Endicott and his Puritan followers suppress freedom and individuality, a common theme for Hawthorne. At the beginning of the story "jollity" and "gloom" are said to be contending for an empire, the Merry Mount colonists personifying jollity or mirth and the Puritans being the emblems of gloom and doom. Hawthorne satirizes both parties, though there is a particular gloomy foreshadowing mentioned early on in the story presaging the arrival of the puritans in the story, suggesting dark consequences. The youth and maiden go from being Merry Mounters to, presumably, becoming members of the Puritan community. In this sense it is not clear whether Hawthorne actually sides with the Puritans or the Merry Mount people, or if he is trying to find some middle ground.

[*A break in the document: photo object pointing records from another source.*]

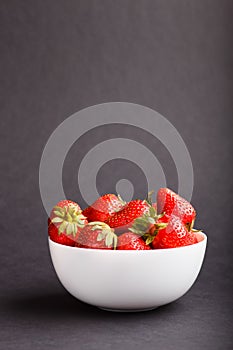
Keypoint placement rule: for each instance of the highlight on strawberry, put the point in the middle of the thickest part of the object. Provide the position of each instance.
(110, 223)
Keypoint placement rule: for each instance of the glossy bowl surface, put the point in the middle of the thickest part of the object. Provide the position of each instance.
(125, 280)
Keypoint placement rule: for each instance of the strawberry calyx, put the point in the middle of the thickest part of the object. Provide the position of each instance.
(148, 226)
(106, 233)
(68, 220)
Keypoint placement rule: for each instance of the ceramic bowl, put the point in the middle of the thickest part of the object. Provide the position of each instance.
(127, 280)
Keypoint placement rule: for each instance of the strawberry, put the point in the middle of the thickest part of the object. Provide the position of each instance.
(65, 222)
(103, 208)
(174, 235)
(123, 219)
(172, 204)
(131, 241)
(97, 235)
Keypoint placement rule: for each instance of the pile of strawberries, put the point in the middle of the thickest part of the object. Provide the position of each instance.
(111, 223)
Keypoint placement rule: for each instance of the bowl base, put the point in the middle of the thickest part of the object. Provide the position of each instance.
(127, 310)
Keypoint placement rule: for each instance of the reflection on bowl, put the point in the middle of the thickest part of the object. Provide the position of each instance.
(128, 280)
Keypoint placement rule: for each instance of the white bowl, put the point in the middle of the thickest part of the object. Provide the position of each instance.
(127, 280)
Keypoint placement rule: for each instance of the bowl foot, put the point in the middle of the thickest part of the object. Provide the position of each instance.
(127, 310)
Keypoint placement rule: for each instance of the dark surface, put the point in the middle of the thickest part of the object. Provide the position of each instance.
(58, 57)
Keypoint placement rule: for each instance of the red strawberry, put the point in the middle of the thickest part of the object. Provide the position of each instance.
(124, 218)
(174, 235)
(131, 241)
(172, 204)
(103, 208)
(97, 235)
(65, 222)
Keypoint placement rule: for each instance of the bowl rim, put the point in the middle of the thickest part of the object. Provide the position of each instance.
(112, 251)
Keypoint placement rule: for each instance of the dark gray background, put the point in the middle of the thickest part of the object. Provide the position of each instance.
(58, 57)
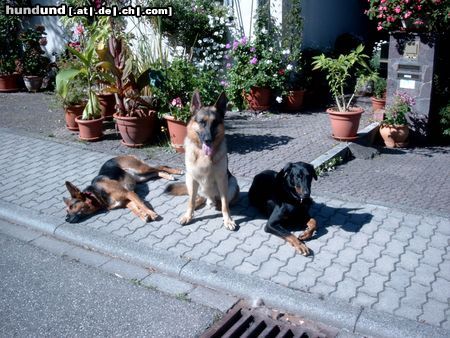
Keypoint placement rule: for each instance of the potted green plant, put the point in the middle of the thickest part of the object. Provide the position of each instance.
(291, 43)
(344, 118)
(255, 70)
(255, 75)
(394, 127)
(90, 123)
(74, 102)
(172, 94)
(135, 117)
(379, 93)
(401, 15)
(10, 48)
(34, 62)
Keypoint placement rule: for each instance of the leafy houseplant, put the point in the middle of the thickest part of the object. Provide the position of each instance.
(256, 64)
(295, 81)
(404, 15)
(90, 123)
(344, 120)
(35, 63)
(10, 47)
(379, 95)
(190, 22)
(74, 102)
(394, 128)
(134, 115)
(177, 82)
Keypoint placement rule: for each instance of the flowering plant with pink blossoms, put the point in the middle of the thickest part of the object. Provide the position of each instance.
(397, 111)
(406, 15)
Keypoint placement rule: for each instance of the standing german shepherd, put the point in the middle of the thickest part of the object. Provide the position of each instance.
(113, 187)
(206, 162)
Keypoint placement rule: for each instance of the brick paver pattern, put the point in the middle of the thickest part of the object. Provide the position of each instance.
(368, 255)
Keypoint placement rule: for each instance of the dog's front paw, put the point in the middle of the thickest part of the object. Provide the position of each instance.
(229, 224)
(301, 248)
(185, 219)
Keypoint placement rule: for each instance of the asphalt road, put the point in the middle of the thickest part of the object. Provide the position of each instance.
(46, 295)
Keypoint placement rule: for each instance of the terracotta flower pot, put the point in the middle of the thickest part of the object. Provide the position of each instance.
(33, 83)
(135, 131)
(90, 130)
(9, 83)
(259, 98)
(394, 135)
(177, 132)
(344, 125)
(71, 113)
(107, 105)
(378, 103)
(294, 100)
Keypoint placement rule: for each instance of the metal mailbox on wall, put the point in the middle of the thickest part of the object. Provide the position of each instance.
(410, 70)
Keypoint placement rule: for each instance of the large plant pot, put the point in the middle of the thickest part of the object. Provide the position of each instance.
(258, 98)
(9, 83)
(33, 83)
(135, 131)
(107, 105)
(90, 130)
(71, 113)
(378, 103)
(394, 135)
(177, 132)
(344, 125)
(294, 100)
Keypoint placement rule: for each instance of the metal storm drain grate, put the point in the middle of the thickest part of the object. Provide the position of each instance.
(243, 321)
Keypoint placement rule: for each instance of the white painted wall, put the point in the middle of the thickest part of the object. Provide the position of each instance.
(55, 39)
(324, 21)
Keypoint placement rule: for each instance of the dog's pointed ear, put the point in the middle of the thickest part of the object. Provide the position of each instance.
(196, 102)
(283, 172)
(221, 104)
(312, 171)
(74, 191)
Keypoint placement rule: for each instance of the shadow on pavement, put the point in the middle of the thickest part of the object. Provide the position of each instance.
(346, 218)
(242, 144)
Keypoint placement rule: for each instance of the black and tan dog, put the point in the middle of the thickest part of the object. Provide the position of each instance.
(285, 198)
(113, 187)
(206, 159)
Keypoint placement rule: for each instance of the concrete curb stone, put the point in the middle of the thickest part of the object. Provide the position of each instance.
(330, 311)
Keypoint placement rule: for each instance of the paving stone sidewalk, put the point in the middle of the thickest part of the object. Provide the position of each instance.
(254, 141)
(366, 255)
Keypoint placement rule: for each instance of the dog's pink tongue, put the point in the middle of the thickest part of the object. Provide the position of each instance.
(207, 150)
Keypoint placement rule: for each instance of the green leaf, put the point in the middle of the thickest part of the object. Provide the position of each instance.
(78, 55)
(92, 109)
(63, 78)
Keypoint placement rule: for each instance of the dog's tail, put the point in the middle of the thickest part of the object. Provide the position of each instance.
(176, 189)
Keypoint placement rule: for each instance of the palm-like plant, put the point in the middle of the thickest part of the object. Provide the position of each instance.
(338, 72)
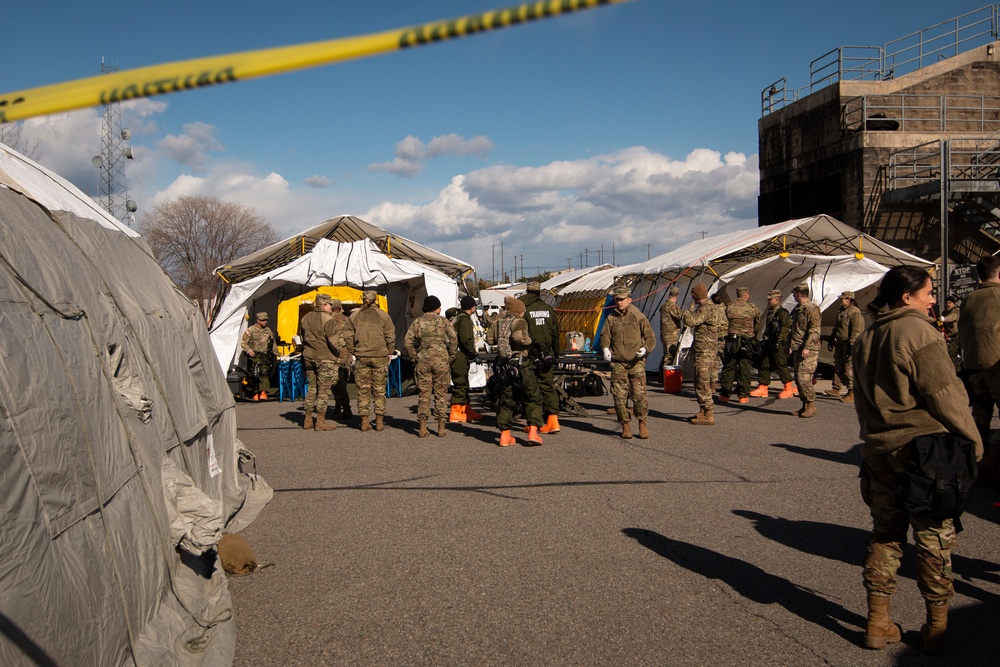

It is not too difficult to see the Merry Mounters as the precursors of hippies (Beats, or, perhaps, more accurately free thinkers) and the Puritans as the archetype of the establishment. Hawthorne goes against the tradition of casting America as a promised land where people came to act out their dreams or to possess it by portraying both the Puritans and the Merry Mounters as a persecuted minority who sought refuge in the new land.

Being a descendant of the earliest arrivals who were seeking freedom over 200 years before, Hawthorne must have known well the stories that typically lie behind official tales such as those that we find from William Bradford, John Endicott, John Winthrop, and others. His insight about the interplay of personal freedom and family, or civic, responsibility continues to resonate today. As Nathaniel knew then, these matters of choice, such as whether 'strong watter' leads, by necessity, to debauchery or not, are perpetual issues readdressed with each generation.

==Stage adaptations==
The American poet Robert Lowell adapted this story into one of the three plays in his trilogy The Old Glory, first produced by the American Place Theatre in New York City in 1964. Lowell's version combines parts of this story with another Hawthorne short story, "Endicott and the Red Cross," and with sections from the early American colonist Thomas Morton's book New Canaan.

Howard Hanson's opera Merry Mount is loosely based on the story.